Nomadland est un film typique « Oscars », produit par une petite compagnie avec un budget qui n’est pas énorme. Ce n’est pas ça qui va révolutionner le mode de fonctionnement des studios hollywoodiens. Pour ce qui est du pan asiatique, on observe néanmoins une volonté de conquérir des parts de marché en Chine, avec l’inclusion de certains interprètes chinois comme Donnie Yen et Jiang Wen dans Rogue One : A Star Wars Story (2016). Dans les Avengers, vous avez des scènes tournées pour le public chinois qui ne figurent pas dans les versions originales, avec des placements de produits spécifiquement chinois. Il y a aussi des investissements chinois aux États-Unis, notamment à travers le groupe Wanda qui a acquis AMC Theatres, l’une des plus grandes chaînes de salles de cinéma aux États-Unis.
Qu’en est-il de Minari (produit par la société de production américaine Plan B Entertainment) ou encore de Parasite qui avait été primé aux Oscars en 2020 ? Le cinéma coréen semble gagner du terrain à Hollywood…

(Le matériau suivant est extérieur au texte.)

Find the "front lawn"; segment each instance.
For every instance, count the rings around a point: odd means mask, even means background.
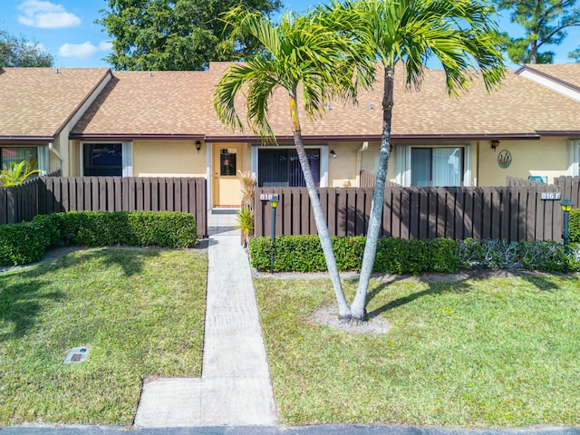
[[[112,248],[0,274],[0,425],[130,425],[145,377],[199,376],[206,273],[202,252]]]
[[[255,285],[283,423],[580,425],[577,276],[372,281],[382,335],[311,321],[330,281]]]

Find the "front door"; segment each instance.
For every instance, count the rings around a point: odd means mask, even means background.
[[[237,171],[242,169],[242,145],[215,144],[213,155],[213,207],[240,207]]]

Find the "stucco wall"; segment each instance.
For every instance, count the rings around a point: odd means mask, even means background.
[[[507,169],[498,163],[498,157],[504,150],[511,153],[511,164]],[[479,186],[503,186],[508,176],[521,179],[545,176],[547,182],[552,183],[555,177],[567,175],[567,138],[501,140],[495,151],[488,141],[479,142]]]
[[[195,140],[133,140],[133,176],[205,178],[206,150]]]

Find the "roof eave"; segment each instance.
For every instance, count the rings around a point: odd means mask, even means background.
[[[353,135],[303,135],[304,141],[360,141],[371,140],[378,141],[382,140],[381,134],[353,134]],[[260,142],[259,136],[218,136],[208,135],[205,138],[207,142]],[[539,140],[537,132],[521,133],[468,133],[468,134],[392,134],[392,140]],[[278,142],[293,141],[293,136],[276,136]]]
[[[71,140],[131,140],[131,139],[180,139],[180,140],[203,140],[204,134],[160,134],[160,133],[71,133]]]
[[[0,143],[44,143],[53,142],[54,136],[0,136]],[[17,143],[16,143],[17,144]]]

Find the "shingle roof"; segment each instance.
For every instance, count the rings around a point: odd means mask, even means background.
[[[53,138],[108,72],[0,68],[0,139]]]
[[[203,137],[208,105],[207,73],[114,72],[72,136]]]
[[[211,63],[210,71],[216,63]],[[218,64],[217,82],[225,69]],[[578,65],[580,71],[580,65]],[[480,78],[475,78],[469,92],[450,97],[442,70],[427,70],[420,92],[408,91],[401,68],[395,74],[392,116],[393,138],[526,137],[537,130],[579,130],[580,105],[556,92],[508,71],[499,90],[488,93]],[[280,91],[270,105],[268,117],[277,135],[291,136],[287,96]],[[382,126],[382,78],[368,92],[362,92],[359,104],[332,103],[331,111],[315,122],[302,117],[305,137],[379,137]],[[372,104],[372,109],[370,109]],[[240,112],[243,105],[237,106]],[[208,119],[206,132],[212,138],[247,133],[227,131],[215,115]]]
[[[216,116],[212,95],[231,63],[212,63],[208,72],[113,72],[113,80],[73,129],[74,137],[194,135],[208,140],[256,140],[256,134],[227,130]],[[568,68],[568,67],[566,67]],[[580,73],[580,65],[570,67]],[[574,72],[572,72],[574,70]],[[488,93],[476,77],[459,98],[445,90],[442,70],[427,70],[420,92],[408,91],[402,70],[395,74],[394,139],[537,137],[537,132],[580,130],[580,103],[511,71]],[[237,107],[244,120],[242,96]],[[302,113],[302,132],[313,140],[380,138],[382,80],[362,92],[358,105],[334,102],[314,121]],[[279,139],[292,137],[288,98],[276,92],[268,120]]]

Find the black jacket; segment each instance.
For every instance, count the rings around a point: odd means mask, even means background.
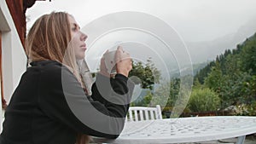
[[[85,96],[61,63],[31,65],[6,109],[0,144],[74,144],[78,133],[119,136],[132,93],[126,77],[117,74],[110,80],[98,74],[92,95]]]

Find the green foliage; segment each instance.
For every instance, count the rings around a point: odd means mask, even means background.
[[[194,89],[188,104],[191,112],[217,111],[220,108],[220,99],[209,89]]]
[[[136,107],[150,107],[150,102],[152,100],[153,95],[150,90],[147,91],[147,95],[143,97],[142,101],[139,101],[137,102],[132,102],[131,106]]]
[[[154,84],[159,84],[160,79],[160,72],[155,67],[151,59],[147,60],[146,65],[142,62],[133,62],[132,70],[129,73],[129,77],[136,76],[139,81],[135,84],[142,83],[143,89],[153,89]]]
[[[256,101],[256,33],[236,49],[217,56],[195,78],[219,95],[222,108],[244,106],[254,112],[256,107],[252,106]],[[247,115],[253,113],[244,112]]]
[[[205,84],[208,88],[213,89],[216,92],[219,92],[222,83],[222,72],[218,62],[216,62],[215,66],[211,68],[211,72],[205,79]]]

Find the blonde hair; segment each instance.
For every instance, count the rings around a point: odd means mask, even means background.
[[[26,39],[26,54],[30,61],[51,60],[65,65],[83,86],[73,49],[70,23],[65,12],[42,15],[30,29]],[[77,144],[89,143],[90,136],[79,134]]]

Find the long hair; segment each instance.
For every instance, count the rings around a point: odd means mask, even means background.
[[[70,32],[69,14],[52,12],[38,18],[26,39],[26,54],[29,61],[51,60],[62,63],[83,86]],[[77,144],[89,143],[90,136],[78,134]]]

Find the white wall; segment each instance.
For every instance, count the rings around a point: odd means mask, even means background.
[[[0,21],[3,59],[2,78],[4,97],[9,103],[22,73],[26,71],[26,57],[5,0],[0,0]],[[0,109],[2,113],[2,108]],[[2,121],[2,117],[0,121]]]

C’est un cinéma d’art et d’essai, les studios peuvent s’y intéresser pour alimenter notamment leur circuit de distribution à l’étranger. Mais aux États-Unis, ça sera plutôt dans les salles attirant une certaine catégorie de la population de la Côte Est et de la Côte Ouest, et éventuellement sur certaines plateformes pour redorer leur blason. Il est possible que le changement arrive plus vite de ce côté-là en termes de diversité et de représentation parce qu’elles prennent peut-être plus de risques, produisent spécifiquement certaines séries pour des pays… Alors que le fonctionnement des studios hollywoodiens, qui se préoccupent avant tout de ce que ça va leur rapporter, ne favorise pas du tout la prise de risques.